We initiated our studies by using 2-phenylbenzoic acid (1a) and tert-butyl isocyanide as a model substrate (Table [1], entry 1), which was treated with 5 mol% of Pd(OAc)2 in DMSO (50% aq) at 140 °C for 24 hours. However, very poor yield (<5%) of 3a was afforded (Table [1], entry 1). When two equivalents of AgOAc were added, the yield increased to 38% (Table [1], entry 2), which suggested that oxidants might increase the yield. After studying other oxidants carefully, Ag2CO3 showed the best activity (Table [1], entries 3–7). The addition of acid or base did not give good results (Table [1], entries 8 and 9). Subsequently, screening of other palladium catalysts, Pd(OTf)2 gave the best catalytic efficiency, increasing the yield of 3a to 80% (Table [1], entries 10–12). The use of other solvents or increasing the amount of loading catalyst and additive led to no significant improvement on the yield (Supporting Information, SI-Tables 1, 2).

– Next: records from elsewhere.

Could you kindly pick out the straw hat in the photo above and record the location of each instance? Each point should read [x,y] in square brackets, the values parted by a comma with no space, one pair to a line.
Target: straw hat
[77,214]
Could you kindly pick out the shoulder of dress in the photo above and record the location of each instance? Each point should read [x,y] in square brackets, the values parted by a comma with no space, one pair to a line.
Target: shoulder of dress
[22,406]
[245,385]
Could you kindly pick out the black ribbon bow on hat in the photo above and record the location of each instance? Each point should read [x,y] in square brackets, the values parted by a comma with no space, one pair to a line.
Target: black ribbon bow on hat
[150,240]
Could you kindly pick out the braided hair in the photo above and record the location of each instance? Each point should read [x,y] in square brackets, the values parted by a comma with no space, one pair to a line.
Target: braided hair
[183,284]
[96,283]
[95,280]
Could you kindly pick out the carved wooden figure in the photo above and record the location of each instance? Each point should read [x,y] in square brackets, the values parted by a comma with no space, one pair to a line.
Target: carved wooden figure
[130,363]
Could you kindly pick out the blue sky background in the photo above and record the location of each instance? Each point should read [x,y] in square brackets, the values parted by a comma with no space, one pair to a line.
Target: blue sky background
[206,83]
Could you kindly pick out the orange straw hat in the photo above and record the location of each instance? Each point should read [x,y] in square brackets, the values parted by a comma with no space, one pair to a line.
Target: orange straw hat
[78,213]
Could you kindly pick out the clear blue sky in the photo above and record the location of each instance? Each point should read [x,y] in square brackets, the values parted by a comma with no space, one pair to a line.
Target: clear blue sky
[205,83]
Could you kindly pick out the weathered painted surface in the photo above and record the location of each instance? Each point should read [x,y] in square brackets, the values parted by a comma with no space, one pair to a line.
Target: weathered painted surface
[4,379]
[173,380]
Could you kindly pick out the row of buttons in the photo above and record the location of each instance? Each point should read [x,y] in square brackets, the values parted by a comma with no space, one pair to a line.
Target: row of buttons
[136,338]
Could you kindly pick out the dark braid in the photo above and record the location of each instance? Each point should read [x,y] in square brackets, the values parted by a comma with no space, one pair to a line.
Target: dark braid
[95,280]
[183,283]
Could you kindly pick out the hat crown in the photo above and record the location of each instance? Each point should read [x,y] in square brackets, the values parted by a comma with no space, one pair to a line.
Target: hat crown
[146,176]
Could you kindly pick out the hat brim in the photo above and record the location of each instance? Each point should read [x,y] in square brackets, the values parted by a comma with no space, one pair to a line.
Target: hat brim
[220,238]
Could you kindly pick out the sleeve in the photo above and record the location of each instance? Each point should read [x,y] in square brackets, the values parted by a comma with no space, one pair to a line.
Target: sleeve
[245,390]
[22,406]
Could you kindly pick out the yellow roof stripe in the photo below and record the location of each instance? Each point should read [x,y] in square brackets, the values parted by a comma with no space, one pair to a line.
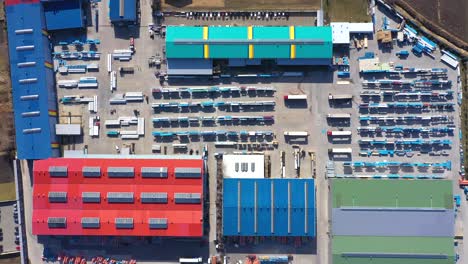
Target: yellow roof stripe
[293,47]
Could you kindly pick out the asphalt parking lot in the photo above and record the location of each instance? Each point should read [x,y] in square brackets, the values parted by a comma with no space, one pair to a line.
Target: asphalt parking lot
[9,236]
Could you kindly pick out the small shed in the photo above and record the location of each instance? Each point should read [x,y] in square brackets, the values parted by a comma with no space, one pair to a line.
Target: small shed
[123,11]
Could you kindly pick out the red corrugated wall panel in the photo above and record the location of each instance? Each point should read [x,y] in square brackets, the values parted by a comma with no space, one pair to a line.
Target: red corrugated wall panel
[184,220]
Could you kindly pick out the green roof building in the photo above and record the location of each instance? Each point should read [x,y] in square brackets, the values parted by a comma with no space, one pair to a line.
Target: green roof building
[392,221]
[288,45]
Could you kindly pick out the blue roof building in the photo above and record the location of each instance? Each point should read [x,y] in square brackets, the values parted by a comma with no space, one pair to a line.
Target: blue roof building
[64,14]
[269,207]
[122,10]
[34,97]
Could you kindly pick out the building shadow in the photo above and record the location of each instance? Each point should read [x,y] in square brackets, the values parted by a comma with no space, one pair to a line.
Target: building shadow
[178,3]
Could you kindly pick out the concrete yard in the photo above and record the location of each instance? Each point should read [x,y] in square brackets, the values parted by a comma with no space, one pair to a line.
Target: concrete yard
[317,84]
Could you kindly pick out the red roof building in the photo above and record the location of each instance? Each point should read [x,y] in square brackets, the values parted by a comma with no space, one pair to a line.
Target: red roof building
[118,197]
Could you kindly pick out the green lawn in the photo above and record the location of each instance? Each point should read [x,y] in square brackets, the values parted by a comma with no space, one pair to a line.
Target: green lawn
[392,193]
[7,191]
[408,245]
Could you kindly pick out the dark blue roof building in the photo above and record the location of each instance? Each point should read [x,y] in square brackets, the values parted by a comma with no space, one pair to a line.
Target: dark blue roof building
[269,207]
[123,10]
[34,97]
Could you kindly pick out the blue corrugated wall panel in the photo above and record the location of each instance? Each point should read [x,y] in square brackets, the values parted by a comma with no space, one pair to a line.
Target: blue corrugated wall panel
[302,207]
[230,207]
[31,145]
[247,210]
[280,198]
[264,211]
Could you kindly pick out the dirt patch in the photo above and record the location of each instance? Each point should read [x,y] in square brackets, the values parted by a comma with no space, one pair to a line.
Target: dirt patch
[240,5]
[346,10]
[448,14]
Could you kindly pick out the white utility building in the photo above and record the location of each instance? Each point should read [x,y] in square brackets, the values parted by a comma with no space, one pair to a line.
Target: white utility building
[244,166]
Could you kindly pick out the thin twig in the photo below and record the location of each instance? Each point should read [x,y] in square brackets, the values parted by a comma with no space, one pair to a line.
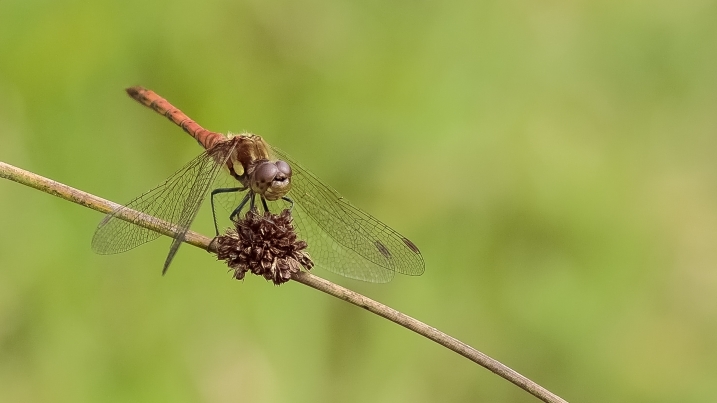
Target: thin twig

Encouraged by the preliminary results, we tried to explore the functional-group tolerance for the synthesis of fluorenones. The reaction showed a good tolerance to many functional groups, including electron-donating and electron-withdrawing groups (Scheme [2, 3a–p, e]. g., Me, OMe, Cl, Br, F, CF3). Benzoic acids with electron-donating groups on the 4- or/and 3-positions afforded the corresponding products in good to excellent yields (3a–e,g,m). But 2-substituted substrate resulted in a poor yield (3f, 36%), which might be due to steric hindrance. Notably, halogen substituents could also be tolerated in moderate yields (3h–j), which provided opportunities for further functionalization. However, benzoic acids with strong electron-withdrawing groups (3k,p) showed poor activity. In general, benzoic acids with electron-donating groups gave the better yields. Hetero- or nonaromatic substrates showed no activity (3q–t).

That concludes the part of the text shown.